#Fahrenbruary Author Q&A: Derek Farrell – author of The Danny Bird series. @DerekIFarrell @FahrenheitPress

Good morning to you all, unless it’s evening in which case good evening to you all, unless it’s night-time in which case a good night to you all.

No, wait, I didn’t mean good night as in goodnight, good night. Put that Horlicks away and take those pyjamas off right now!

Ewww, no, on second thoughts, put those pyjamas back on again, tooty sweety. No-one needs to see that no matter what time of day it may be where you are. Although you can take them off ag…. no! Best not… *whispers* call me!

Okay, let’s start this again shall we?

Hellooooooo and welcome to The Beardy Book Blogger. If this is your first time here I welcome you with a warm beard and an even warmer heart. Please feel free to look around and see stuff; mi blog es su blog 😃 If you have been here before then I am very grateful that you have returned.

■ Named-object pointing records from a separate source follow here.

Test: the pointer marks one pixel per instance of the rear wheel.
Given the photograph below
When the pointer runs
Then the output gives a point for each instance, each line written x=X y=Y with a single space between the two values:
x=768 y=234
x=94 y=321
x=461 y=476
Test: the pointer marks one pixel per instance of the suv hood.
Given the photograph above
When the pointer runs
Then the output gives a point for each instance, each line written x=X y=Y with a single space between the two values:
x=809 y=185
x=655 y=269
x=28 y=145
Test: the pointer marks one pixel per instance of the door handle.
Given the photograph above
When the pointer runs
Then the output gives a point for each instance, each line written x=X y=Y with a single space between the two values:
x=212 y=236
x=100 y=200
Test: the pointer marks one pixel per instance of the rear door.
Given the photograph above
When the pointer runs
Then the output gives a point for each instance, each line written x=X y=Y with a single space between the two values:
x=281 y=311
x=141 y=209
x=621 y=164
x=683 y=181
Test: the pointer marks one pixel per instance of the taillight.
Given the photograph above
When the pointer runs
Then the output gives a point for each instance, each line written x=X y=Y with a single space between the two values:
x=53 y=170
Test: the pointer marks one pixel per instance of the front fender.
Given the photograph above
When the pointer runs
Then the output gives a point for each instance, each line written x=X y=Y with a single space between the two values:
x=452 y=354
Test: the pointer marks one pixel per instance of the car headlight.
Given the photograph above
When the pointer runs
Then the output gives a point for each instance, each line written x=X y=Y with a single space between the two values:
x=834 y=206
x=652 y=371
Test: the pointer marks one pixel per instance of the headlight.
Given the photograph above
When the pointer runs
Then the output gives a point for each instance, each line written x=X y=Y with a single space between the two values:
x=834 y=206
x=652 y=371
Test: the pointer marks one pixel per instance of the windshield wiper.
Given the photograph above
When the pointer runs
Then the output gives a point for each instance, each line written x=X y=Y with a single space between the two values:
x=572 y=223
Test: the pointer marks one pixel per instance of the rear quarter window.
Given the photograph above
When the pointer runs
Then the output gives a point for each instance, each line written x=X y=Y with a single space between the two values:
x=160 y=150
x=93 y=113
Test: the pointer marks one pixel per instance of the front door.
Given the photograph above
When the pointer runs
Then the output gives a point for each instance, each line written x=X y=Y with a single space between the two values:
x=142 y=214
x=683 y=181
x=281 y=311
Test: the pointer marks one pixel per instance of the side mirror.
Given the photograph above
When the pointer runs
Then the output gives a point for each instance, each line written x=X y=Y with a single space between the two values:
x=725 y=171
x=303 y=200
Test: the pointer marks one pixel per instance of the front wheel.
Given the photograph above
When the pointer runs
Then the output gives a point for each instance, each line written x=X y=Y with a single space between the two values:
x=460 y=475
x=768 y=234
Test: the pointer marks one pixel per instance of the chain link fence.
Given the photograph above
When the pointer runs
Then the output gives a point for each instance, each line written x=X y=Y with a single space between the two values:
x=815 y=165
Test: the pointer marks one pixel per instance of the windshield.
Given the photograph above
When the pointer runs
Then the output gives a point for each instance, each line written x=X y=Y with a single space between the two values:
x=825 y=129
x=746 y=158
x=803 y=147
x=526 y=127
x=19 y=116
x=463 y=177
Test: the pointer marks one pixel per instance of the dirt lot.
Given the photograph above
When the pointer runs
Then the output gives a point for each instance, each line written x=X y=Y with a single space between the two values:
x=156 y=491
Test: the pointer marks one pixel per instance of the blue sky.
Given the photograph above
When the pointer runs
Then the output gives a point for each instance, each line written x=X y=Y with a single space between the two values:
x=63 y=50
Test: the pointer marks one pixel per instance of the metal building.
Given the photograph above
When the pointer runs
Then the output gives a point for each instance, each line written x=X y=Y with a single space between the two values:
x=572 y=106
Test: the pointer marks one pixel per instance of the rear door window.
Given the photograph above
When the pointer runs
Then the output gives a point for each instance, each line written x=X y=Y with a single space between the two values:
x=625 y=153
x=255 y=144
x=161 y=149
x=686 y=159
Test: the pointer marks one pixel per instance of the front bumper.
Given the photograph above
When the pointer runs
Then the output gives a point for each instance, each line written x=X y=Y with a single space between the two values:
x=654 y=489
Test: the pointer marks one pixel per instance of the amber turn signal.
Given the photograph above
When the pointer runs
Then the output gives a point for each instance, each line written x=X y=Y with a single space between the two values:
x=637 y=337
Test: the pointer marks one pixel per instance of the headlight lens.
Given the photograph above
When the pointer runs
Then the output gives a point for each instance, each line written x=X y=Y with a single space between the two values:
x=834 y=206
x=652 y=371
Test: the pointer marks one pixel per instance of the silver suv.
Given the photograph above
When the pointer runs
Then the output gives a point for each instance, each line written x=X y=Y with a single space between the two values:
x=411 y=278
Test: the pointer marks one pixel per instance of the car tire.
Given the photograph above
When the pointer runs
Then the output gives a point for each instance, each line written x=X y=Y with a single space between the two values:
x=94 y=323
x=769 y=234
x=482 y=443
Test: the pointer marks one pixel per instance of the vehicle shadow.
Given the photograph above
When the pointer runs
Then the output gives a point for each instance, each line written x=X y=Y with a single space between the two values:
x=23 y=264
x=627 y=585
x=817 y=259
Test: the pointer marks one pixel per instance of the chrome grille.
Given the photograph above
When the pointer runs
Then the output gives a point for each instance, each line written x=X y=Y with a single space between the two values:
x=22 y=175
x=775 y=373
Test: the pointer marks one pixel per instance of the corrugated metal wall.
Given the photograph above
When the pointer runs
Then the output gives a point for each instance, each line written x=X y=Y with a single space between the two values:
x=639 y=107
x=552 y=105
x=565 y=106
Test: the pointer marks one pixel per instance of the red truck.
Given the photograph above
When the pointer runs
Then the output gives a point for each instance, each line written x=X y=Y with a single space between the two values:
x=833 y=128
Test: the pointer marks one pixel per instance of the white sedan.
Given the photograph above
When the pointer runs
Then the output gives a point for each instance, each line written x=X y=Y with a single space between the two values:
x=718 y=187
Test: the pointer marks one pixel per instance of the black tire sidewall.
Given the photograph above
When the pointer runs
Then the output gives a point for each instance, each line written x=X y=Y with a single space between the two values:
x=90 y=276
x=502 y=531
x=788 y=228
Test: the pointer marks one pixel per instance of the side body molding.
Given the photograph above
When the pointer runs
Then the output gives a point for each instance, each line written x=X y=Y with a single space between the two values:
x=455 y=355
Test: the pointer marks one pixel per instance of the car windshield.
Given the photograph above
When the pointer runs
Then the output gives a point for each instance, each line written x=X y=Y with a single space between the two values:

I wasn’t too sure that you would, if I’m honest. Haha, one can never be too sure about these things now, can one!

So, what delights do I have for you today, I hear you ask? Well, firstly, thank you for asking and, secondly, let me enlighten you.

Today marks the 15th day of the month long Fahrenheit Press/Fahrenheit 13 love fest that is #Fahrenbruary. If you are unaware of what that is all about, please feel free to take a small but enlightening detour to this link here, but do come back…

Fahrenbruary? What’s that all about then? #Fahrenbruary @FahrenheitPress @F13Noir

You’re back? Hurrah and so forth and so fifth.

Where were we? Oh yes, why are you here? Well, today I present to you a magnificent Q&A with one of my very favourite authors Derek Farrell.

Derek is the creator and author of the Danny Bird Mysteries series of books (Death Of A Diva/Nobody/Devil and the soon to be released Death Of An Angel), published by Fahrenheit Press.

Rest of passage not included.